Saturday, August 24, 2002

A WORD TO MY CRITICS

Once again I want to make the same point - there is as yet only one English language/idiom/dialect/register of prayer. Experiments to create a new one since the 1960s are still in process and are far from conclusive.

I want to emphasize that the prose language of Thomas Cranmer in The Book of the Common Prayer (1549 & 1552) is emphatically not the street language of the sixteenth century. And it is not the normal prose of that period. It was special and formal from the beginning because it was created for a unique task.

In fact the language of The Book of Common Prayer was already formal in 1600, old fashioned in terms of colloquial speech by 1662 and not more obscure in 2000 than it was in 1800.

Cranmer's prose may be said to be unique in that it was prose designed for worship from the very beginning. It was meant to be the English equivalent of the liturgical Latin (rather than the Latin of academia) of divine worship. He sought to provide in English what had been the norm for centuries in Latin.

Each human activity has its own type/style/form of language and it fell to Cranmer (with others) to produce the particular one for religious worship. (The linguistic concept of register is very important here.)

In this language of worship the THOU for the human singular is NOT doctrinally important, though of course it does make a sensitive distinction between address to worshippers collectively ("lift up your hearts") and individually ( thus "which was given for thee"). But for the DIVINE PRONOUNS (thou, thee, thy, thine with their special verb endings) the language of worship quickly acquired and has kept a special note of reverence before God along with a sense of intimacy through communion with God. So it was that children were taught: "We say 'Thou' to God and 'you' to man." And this was maintained in all branches of English-speaking Christendom until the 1960s when the practice began (influenced by the radicalism of the 1960s) of saying: "We say 'you' to God and to man."

But retracting our steps to the sixteenth century, it can be said that by the middle of the sixteenth century (when Cranmer did his fine creative writing) the distinction was growing between YOU as the normative form (for singular and plural) with THOU as the singular only in specific situations - for speech between intimates and for speech of the superior to the inferior in the social class system. (Compare TU in French.) This situation was marked by the end of the century but less marked a century later for YOU had become more universally used of singular and plural in most situations.

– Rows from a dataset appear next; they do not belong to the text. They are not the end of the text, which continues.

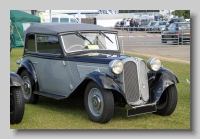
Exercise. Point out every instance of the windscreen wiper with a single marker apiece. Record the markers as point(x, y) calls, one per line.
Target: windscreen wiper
point(105, 35)
point(83, 37)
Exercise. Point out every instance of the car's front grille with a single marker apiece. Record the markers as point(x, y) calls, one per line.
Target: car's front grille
point(131, 86)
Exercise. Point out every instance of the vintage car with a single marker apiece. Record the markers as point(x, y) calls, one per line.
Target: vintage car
point(17, 102)
point(61, 59)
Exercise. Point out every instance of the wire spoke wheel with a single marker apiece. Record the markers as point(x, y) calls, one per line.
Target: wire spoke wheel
point(95, 102)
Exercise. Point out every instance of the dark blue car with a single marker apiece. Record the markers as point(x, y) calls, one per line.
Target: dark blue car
point(87, 60)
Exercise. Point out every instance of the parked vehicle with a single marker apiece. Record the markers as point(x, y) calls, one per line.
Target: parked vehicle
point(118, 25)
point(151, 26)
point(143, 26)
point(57, 18)
point(177, 32)
point(87, 59)
point(17, 102)
point(176, 20)
point(160, 25)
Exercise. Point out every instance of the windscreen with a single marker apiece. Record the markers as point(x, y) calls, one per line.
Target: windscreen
point(90, 41)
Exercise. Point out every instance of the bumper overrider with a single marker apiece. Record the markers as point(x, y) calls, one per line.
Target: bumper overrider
point(135, 86)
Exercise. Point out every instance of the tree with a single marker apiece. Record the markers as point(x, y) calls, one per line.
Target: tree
point(180, 13)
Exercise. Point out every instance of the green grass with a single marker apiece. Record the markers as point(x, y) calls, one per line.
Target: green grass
point(71, 114)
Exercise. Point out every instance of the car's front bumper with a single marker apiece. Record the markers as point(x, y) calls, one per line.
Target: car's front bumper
point(142, 109)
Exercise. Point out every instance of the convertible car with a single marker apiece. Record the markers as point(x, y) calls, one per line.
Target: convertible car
point(62, 59)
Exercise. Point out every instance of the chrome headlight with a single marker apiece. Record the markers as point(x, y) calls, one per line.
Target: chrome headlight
point(116, 66)
point(154, 64)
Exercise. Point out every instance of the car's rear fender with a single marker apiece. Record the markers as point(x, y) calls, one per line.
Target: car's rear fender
point(27, 65)
point(15, 80)
point(159, 81)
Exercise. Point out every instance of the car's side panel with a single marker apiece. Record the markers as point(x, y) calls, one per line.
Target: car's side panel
point(81, 69)
point(15, 80)
point(53, 76)
point(27, 65)
point(159, 81)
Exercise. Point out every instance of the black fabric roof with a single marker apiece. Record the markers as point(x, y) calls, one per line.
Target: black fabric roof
point(56, 28)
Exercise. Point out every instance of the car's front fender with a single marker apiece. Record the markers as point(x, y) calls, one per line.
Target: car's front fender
point(103, 80)
point(159, 81)
point(15, 80)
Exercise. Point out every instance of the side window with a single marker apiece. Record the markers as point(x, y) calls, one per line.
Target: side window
point(48, 44)
point(73, 20)
point(30, 46)
point(55, 19)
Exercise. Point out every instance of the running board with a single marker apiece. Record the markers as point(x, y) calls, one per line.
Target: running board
point(149, 108)
point(57, 97)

The reason why Cranmer used the old system of THOU for singular in all circumstances for both God and man was that this was the usage of TU/TE in his Latin originals (and of course in the Vulgate Bible). He used YOU only once in the singular in the BCP and that was in the Catechism and was meant to indicate that the relation to God through godparents is indirect not intimate (thus "you") but personally and by faith is direct (thus "thou")- thus totally in line with the usage of his day.

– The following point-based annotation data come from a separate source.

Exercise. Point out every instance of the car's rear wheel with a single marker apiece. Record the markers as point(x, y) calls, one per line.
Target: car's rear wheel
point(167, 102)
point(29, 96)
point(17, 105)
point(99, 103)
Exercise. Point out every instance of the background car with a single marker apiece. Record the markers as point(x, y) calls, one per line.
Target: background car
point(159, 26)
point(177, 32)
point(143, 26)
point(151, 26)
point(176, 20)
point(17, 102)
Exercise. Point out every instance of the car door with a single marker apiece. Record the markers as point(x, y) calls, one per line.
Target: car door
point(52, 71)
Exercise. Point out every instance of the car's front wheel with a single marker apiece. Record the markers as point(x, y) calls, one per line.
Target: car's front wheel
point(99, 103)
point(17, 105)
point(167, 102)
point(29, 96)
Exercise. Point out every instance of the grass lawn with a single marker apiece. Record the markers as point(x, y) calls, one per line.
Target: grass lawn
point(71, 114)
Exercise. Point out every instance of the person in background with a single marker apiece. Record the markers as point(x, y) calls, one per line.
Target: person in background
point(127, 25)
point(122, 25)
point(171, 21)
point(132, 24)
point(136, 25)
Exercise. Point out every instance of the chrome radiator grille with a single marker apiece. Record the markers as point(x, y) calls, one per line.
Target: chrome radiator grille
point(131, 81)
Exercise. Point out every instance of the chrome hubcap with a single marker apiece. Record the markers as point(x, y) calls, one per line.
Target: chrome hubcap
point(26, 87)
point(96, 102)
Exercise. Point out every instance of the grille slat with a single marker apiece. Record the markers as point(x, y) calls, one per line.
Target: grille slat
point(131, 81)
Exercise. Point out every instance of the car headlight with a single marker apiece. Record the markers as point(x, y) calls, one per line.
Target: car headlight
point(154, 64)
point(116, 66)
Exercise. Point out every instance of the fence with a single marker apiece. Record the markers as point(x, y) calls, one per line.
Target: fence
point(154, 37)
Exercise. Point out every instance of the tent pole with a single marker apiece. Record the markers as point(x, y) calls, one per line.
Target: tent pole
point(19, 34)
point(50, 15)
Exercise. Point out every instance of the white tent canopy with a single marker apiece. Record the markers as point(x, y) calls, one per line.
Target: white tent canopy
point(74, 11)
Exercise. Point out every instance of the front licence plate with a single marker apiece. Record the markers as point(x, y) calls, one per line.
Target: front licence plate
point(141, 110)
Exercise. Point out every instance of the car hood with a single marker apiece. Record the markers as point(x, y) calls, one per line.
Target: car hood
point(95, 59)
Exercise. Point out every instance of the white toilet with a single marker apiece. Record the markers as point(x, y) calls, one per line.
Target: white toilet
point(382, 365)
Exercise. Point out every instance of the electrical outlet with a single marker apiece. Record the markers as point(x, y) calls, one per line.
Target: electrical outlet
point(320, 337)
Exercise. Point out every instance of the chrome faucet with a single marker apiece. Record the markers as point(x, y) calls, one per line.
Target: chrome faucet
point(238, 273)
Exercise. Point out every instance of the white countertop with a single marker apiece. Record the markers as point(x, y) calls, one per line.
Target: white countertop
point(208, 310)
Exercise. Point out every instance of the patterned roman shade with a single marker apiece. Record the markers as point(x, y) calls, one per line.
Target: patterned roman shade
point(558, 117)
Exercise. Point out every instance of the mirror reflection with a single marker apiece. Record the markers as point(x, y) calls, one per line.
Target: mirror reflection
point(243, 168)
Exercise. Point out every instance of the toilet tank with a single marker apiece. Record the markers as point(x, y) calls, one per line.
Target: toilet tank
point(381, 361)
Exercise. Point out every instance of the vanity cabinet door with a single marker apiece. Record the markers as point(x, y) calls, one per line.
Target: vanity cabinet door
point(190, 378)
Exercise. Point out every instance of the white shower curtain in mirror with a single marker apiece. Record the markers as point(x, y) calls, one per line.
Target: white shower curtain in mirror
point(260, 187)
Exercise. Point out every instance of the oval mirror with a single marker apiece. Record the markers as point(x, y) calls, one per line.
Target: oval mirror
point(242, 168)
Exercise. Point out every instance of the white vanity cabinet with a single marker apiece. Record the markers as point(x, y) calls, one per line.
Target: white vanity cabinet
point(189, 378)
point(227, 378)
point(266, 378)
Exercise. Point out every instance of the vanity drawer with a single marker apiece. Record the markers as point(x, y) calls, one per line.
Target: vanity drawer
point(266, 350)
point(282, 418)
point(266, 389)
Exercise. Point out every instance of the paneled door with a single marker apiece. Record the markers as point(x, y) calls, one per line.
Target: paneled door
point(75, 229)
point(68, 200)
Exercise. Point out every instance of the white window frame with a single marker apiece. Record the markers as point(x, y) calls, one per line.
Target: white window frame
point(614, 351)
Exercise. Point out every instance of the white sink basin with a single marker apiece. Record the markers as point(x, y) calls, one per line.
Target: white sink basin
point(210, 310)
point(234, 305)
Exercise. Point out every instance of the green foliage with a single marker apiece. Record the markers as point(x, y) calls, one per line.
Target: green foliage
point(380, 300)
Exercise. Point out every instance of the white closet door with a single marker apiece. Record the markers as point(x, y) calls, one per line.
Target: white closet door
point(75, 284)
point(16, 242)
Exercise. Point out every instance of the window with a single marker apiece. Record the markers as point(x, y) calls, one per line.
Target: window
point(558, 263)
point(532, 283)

The translators of the KJV followed the same principle that Cranmer followed for in both the Greek and Hebrew there are distinctly different words for 2nd singular and 2nd plural. So in the KJV we have THOU and YOU used appropriately. But God who is ONE is never "YOU"; he is always and only the THOU-God.

However, in sermons and addresses to people in churches in the 17th century and afterwards, people were addressed both as individuals and as a plurality as YOU.

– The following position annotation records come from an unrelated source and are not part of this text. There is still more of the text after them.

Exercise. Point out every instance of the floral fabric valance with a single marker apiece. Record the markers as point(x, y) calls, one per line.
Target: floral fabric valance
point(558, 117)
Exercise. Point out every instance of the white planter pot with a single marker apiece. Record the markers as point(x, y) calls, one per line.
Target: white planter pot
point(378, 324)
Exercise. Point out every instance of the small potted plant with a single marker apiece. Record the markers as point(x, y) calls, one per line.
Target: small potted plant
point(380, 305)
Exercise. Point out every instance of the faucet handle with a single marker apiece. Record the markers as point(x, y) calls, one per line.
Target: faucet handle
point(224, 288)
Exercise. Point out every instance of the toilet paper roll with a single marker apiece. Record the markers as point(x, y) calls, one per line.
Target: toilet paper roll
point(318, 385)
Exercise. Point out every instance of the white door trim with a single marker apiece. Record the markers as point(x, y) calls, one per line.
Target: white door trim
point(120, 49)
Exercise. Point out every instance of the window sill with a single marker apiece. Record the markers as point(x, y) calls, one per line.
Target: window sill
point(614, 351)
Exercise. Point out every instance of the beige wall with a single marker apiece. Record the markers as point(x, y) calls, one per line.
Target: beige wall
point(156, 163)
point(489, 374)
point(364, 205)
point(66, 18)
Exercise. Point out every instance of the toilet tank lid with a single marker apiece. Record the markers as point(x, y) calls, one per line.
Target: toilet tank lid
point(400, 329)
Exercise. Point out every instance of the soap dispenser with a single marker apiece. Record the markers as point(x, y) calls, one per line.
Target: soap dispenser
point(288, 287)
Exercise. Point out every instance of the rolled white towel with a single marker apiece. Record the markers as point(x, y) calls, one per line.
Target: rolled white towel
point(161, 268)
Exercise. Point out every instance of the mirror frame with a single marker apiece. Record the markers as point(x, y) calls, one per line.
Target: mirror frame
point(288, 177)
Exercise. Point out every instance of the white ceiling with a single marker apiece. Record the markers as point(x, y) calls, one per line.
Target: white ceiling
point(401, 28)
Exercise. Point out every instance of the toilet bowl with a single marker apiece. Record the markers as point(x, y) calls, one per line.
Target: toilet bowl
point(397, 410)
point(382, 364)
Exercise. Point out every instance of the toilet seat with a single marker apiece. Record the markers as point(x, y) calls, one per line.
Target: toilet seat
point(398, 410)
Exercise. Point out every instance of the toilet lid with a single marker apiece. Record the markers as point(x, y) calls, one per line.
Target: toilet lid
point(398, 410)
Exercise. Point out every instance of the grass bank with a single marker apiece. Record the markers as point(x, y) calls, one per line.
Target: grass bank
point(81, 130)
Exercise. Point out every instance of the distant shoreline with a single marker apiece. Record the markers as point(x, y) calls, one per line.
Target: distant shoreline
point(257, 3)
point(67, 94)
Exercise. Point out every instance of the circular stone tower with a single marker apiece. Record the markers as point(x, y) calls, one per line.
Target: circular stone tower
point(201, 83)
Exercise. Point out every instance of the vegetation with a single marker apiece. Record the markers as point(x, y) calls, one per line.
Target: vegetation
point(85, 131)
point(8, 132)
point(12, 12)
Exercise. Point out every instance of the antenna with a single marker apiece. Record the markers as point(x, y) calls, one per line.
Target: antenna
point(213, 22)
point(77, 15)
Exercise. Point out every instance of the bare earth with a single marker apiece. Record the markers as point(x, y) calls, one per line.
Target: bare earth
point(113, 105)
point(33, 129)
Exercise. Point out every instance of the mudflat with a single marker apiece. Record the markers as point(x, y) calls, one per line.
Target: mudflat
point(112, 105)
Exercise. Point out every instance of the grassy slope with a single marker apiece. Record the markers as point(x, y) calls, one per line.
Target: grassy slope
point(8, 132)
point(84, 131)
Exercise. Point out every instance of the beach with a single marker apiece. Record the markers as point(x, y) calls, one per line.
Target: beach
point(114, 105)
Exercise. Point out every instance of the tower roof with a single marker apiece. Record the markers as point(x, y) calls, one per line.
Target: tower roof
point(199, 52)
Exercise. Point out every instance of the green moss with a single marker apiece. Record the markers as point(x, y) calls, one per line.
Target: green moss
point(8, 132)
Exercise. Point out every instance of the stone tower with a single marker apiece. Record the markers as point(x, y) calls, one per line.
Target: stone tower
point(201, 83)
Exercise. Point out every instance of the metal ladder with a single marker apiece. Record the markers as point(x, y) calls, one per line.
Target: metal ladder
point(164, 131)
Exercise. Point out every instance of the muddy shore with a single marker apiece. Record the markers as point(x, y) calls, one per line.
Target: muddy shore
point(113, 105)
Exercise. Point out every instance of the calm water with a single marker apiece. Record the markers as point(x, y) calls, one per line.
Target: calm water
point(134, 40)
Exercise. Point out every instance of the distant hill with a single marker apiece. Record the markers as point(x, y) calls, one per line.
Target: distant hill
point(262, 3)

Thus in asking that this unique and much used and loved language of worship be available and be used in the 21st century is merely asking that the one and only language of worship known in English before the 1960s be still available for use today in churches and homes. For it is neither more archaic nor antiquarian in 2002 than it was in 1702, 1802, 1902 or 1959. It is simply the specific English language of prayer and worship that had no competitor before the revolutionary 1960s.